Sgt. Maj. John E. Bankus, the outgoing sergeant major of 8th Engineer Support Battalion, 2nd Marine Logistics Group, is transferring to Training and Education Command, or TECOM. He reflected on his time within the Marine Corps after handing over his sword and position here, April 18.
“It was an interesting dynamic,” said Bankus, a native of Bloomburg, Penn. “I’ve served with Marine Corps Base Camp Lejeune, 2nd MLG and 2nd Marine Division. Serving with [TECOM] will be a different viewpoint on how the Marine Corps functions as far as going through Marine Combat Training or Advanced Infantry Training and getting Marines to the [Fleet Marine Force].”
Bankus, who was born in January 1974, grew up in a military family. His two grandfathers served in the Marine Corps, one during World War II and the other during the Korean War. His father also served in the Army.
“I knew at 17 I needed to see a recruiter, sign up and do at least four years, and that’s what I initially did,” Bankus said. “I kept enjoying it and doing four more years, and I woke up one day and it was 20. Here it is and I’m only six months away from 21 years and I still enjoy it.”
Bankus enlisted in late 1992 and became a tank crewman, he said. A favorite memory was the first push into Iraq 11 years later. Bankus said, for him, the invasion was a culmination of all his training.
“I’ve been on five deployments, three to Iraq and two to Afghanistan,” said Bankus. “I’ve had the opportunity to serve with the Marine expeditionary unit combat logistics battalions and do some of the workups with them. A lot of my time has been spent in [the United States].”
The time Bankus spent on military bases in America was a contributing factor in his decision to become a first sergeant, and later a sergeant major, he said.
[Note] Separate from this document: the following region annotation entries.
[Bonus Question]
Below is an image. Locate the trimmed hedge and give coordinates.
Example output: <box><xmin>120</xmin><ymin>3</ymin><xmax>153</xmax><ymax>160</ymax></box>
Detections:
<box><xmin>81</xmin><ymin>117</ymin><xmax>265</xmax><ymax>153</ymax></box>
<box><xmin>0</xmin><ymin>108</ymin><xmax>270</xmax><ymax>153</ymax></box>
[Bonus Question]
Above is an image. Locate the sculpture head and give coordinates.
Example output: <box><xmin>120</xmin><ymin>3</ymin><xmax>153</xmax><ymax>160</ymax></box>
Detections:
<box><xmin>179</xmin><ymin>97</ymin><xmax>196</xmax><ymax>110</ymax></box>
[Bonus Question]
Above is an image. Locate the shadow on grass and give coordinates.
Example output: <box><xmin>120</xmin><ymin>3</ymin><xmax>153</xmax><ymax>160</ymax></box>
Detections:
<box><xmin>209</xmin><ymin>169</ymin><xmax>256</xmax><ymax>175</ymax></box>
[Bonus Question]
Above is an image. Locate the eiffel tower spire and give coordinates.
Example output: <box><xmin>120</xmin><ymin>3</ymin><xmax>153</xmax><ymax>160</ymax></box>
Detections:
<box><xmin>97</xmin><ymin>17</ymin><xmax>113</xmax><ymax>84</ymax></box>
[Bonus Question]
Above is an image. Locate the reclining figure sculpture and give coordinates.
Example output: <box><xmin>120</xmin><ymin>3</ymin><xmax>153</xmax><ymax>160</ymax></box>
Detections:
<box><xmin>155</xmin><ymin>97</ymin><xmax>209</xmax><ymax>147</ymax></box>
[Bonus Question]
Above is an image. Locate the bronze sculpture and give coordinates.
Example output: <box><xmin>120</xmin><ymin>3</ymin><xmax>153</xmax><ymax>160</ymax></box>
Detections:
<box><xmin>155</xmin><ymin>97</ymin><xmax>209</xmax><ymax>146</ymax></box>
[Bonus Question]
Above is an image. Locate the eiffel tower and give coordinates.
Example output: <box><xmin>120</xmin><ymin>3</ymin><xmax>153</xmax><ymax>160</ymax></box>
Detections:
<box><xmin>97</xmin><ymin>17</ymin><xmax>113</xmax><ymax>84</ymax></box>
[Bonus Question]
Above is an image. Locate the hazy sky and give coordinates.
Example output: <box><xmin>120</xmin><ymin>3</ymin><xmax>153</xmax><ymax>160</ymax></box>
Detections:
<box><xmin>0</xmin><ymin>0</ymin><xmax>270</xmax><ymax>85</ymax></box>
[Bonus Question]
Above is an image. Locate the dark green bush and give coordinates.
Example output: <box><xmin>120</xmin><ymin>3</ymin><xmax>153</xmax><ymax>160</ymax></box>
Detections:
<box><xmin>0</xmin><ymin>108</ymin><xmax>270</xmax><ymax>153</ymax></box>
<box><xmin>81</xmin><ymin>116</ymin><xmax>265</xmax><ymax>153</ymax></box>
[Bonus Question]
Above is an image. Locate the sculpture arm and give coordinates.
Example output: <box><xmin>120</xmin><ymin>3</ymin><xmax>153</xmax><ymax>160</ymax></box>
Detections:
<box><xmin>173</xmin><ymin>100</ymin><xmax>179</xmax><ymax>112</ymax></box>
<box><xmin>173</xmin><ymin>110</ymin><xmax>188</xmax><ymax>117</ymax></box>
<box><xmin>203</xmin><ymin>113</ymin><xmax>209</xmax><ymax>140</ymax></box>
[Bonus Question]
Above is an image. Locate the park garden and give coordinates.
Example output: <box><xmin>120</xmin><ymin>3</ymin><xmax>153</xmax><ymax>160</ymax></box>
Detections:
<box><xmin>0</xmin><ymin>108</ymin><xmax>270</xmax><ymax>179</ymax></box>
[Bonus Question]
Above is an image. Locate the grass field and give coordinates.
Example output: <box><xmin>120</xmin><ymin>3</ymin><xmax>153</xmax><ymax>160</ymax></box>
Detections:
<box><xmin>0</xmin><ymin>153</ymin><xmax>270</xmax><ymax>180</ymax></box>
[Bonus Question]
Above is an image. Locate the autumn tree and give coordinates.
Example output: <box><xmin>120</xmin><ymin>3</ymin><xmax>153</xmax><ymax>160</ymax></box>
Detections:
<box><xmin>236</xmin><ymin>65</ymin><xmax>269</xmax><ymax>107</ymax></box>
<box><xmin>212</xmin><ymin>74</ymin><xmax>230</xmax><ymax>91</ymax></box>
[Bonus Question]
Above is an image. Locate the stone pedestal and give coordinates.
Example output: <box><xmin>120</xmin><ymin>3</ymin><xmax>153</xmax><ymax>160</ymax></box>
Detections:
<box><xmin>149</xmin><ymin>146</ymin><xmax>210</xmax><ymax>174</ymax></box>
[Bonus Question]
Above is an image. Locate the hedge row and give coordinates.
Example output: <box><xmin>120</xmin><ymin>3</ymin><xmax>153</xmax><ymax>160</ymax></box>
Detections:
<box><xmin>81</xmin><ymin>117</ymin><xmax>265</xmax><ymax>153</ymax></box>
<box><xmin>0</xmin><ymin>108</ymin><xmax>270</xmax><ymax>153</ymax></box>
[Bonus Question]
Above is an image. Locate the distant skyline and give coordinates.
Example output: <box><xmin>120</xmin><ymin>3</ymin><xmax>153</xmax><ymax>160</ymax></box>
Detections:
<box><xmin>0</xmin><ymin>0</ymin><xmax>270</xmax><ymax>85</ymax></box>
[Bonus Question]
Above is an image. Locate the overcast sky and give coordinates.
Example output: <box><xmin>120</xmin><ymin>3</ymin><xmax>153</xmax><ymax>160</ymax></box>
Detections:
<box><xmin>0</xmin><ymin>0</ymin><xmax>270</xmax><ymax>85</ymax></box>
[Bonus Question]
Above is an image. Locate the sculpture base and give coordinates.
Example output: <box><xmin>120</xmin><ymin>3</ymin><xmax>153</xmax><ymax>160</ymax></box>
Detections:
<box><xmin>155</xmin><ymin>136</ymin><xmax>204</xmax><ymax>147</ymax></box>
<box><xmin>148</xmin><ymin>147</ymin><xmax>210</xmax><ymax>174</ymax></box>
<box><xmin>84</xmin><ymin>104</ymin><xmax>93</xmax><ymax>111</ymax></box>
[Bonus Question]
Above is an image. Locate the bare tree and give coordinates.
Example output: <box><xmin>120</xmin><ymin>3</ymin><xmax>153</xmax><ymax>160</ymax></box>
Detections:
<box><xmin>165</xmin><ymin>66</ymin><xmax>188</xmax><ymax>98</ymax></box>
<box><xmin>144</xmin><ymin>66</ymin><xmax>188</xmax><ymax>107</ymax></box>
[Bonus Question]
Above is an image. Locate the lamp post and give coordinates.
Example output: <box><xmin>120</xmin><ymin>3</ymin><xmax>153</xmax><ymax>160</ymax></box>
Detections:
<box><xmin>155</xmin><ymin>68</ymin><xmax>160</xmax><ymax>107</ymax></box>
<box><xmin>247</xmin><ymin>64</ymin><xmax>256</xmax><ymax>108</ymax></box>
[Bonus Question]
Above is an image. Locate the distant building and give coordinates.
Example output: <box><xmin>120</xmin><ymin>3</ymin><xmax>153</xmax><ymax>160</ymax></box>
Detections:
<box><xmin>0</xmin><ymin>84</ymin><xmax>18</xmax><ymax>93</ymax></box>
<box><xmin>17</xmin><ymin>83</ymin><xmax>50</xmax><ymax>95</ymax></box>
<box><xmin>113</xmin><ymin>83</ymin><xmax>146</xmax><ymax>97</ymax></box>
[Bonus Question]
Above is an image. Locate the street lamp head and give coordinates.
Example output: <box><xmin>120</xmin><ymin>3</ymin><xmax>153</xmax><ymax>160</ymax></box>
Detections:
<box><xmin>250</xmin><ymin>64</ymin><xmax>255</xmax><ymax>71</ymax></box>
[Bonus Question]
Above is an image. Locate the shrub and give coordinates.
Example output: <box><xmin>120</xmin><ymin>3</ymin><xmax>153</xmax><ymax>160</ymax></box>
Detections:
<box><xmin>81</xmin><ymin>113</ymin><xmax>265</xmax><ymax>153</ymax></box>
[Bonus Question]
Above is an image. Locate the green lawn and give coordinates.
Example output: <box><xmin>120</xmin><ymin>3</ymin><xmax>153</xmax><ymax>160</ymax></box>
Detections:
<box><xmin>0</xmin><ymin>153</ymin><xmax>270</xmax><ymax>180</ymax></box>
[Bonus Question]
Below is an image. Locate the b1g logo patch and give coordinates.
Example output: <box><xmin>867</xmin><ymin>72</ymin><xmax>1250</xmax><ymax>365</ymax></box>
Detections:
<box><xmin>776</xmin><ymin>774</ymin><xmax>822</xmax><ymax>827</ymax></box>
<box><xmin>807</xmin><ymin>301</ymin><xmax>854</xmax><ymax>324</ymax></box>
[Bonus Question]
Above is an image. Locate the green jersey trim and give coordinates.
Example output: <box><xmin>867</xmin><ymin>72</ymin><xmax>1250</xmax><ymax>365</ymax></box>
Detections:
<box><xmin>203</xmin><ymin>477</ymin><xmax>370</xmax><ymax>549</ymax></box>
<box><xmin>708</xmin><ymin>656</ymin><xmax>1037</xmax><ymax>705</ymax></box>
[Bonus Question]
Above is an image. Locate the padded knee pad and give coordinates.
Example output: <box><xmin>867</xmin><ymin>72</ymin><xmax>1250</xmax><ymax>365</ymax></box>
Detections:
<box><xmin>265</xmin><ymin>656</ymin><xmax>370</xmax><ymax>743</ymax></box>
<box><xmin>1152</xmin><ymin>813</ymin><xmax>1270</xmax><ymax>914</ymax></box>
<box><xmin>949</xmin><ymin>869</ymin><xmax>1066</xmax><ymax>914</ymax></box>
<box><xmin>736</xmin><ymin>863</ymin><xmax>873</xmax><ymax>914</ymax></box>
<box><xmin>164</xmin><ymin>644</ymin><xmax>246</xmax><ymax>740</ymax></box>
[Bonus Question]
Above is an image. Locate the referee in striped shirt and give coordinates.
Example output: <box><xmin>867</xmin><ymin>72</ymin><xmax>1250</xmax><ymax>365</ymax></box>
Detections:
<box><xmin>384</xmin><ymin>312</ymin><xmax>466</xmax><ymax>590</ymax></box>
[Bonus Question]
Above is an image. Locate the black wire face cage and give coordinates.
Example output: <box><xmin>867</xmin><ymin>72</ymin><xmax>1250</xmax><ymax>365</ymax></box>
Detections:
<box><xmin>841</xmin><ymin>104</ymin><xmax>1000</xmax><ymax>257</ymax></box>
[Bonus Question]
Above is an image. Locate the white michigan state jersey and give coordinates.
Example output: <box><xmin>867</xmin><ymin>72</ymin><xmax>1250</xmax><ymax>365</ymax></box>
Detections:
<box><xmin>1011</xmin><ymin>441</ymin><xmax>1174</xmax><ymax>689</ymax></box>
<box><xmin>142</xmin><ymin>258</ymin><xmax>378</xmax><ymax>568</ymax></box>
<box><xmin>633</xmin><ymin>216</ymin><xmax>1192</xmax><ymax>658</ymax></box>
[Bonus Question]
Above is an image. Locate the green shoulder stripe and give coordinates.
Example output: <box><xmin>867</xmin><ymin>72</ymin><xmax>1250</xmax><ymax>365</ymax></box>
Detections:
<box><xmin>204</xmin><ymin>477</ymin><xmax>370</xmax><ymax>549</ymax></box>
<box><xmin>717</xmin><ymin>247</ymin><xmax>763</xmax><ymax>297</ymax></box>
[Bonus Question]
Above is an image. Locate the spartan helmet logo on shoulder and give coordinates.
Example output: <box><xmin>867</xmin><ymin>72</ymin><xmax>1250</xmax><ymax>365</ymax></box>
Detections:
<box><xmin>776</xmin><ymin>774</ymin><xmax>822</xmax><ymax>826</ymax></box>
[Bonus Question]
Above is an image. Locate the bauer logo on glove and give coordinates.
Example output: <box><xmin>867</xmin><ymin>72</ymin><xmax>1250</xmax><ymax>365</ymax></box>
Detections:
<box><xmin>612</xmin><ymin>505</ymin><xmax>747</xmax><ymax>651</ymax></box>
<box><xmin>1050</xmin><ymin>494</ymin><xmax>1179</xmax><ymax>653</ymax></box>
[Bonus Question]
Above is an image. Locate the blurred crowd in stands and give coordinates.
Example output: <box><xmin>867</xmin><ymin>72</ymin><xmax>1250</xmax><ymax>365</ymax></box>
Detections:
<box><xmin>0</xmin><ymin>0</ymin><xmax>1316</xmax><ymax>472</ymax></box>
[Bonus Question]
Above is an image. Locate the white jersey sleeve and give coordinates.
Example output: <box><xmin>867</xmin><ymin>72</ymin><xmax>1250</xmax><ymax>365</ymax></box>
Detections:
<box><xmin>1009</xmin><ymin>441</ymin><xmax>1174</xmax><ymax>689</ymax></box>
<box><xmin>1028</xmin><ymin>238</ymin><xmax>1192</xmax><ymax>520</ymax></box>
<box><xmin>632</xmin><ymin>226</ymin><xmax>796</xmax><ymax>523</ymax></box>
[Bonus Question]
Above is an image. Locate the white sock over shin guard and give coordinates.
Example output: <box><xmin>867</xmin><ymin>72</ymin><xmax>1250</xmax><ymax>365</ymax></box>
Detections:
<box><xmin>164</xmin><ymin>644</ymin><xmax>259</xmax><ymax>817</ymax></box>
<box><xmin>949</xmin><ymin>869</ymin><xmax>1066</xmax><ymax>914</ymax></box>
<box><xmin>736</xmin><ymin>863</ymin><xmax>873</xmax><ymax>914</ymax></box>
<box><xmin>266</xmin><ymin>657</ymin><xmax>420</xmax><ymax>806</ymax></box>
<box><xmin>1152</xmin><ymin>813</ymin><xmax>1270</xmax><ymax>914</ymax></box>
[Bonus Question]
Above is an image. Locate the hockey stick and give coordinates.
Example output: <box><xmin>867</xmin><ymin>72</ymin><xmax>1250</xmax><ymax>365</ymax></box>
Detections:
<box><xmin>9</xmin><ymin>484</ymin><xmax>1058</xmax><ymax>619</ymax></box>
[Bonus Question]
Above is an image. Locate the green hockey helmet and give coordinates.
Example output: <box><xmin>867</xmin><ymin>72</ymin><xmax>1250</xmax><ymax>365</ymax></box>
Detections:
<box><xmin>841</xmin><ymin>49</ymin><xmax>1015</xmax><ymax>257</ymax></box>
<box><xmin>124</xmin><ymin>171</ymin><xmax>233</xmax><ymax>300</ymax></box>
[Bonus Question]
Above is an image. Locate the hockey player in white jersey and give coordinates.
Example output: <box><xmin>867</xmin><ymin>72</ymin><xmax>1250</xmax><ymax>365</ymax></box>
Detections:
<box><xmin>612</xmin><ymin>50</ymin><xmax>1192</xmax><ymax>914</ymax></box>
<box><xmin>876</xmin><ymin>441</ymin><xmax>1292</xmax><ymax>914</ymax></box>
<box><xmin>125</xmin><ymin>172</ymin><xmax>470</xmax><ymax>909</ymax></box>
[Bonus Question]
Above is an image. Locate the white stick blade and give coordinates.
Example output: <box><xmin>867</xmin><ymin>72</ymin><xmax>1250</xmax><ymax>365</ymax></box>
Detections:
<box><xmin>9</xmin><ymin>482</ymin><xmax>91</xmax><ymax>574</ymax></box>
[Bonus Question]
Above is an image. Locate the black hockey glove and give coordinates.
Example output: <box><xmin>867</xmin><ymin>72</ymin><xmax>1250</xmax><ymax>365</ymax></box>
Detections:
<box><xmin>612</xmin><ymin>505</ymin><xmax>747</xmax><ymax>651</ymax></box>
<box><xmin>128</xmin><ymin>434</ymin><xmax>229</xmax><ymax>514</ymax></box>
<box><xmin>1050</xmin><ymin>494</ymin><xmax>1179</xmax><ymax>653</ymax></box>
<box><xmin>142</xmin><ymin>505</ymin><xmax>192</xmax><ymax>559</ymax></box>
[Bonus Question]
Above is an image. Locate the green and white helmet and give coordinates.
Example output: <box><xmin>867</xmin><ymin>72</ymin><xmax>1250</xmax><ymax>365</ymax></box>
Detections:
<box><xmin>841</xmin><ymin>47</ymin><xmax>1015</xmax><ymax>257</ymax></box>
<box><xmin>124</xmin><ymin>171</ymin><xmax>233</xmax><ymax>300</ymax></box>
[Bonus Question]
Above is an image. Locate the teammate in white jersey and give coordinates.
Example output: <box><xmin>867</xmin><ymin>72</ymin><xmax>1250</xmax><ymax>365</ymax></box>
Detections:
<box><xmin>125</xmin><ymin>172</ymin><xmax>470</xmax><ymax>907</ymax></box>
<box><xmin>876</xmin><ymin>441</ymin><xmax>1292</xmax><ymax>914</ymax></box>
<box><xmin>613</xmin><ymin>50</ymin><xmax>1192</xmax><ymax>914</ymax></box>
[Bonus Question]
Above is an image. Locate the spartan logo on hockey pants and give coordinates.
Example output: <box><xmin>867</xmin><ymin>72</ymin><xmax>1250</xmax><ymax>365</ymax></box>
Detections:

“That was one of the main reasons I decided to get out of my initial military occupational specialty,” Bankus said. “There were only two locations for a tank crewman to go: Twentynine Palms or Camp Lejeune. I’m really looking forward to the opportunity to be stationed at [School of Infantry West, Camp Pendleton, Calif.]”
While the sergeant major looks to what awaits him, he also looks back at his accomplishments and those he spent time with as a contributing factor to his success.
“You’ll draw upon an individual, and that will broaden the scope of your memory,” said Bankus. “Sometimes I’ll reflect on some of the smells from the Iraq days, [the scent] will flood my long-term memory and will bring back that memory, or I’ll run into somebody who’s still in the Marine Corps and he’ll say, ‘I remember you from wherever’, and that in turn will bring some reflections of the past.”
Wherever Bankus goes, he brings his experience and uses it to help those around him. He thanks everyone who acted as a mentor for him and wants to help in the same way.
“I try to make positive impacts by drawing upon my experiences and imparting them to the young Marines,” Bankus said. “I think [mentors] constantly change. You’ll pick up more as your landscape changes or your career changes … I think you’re always going to pick somebody out who you want to be like. There are qualities in that individual that are exactly what you want to put in your toolbox.”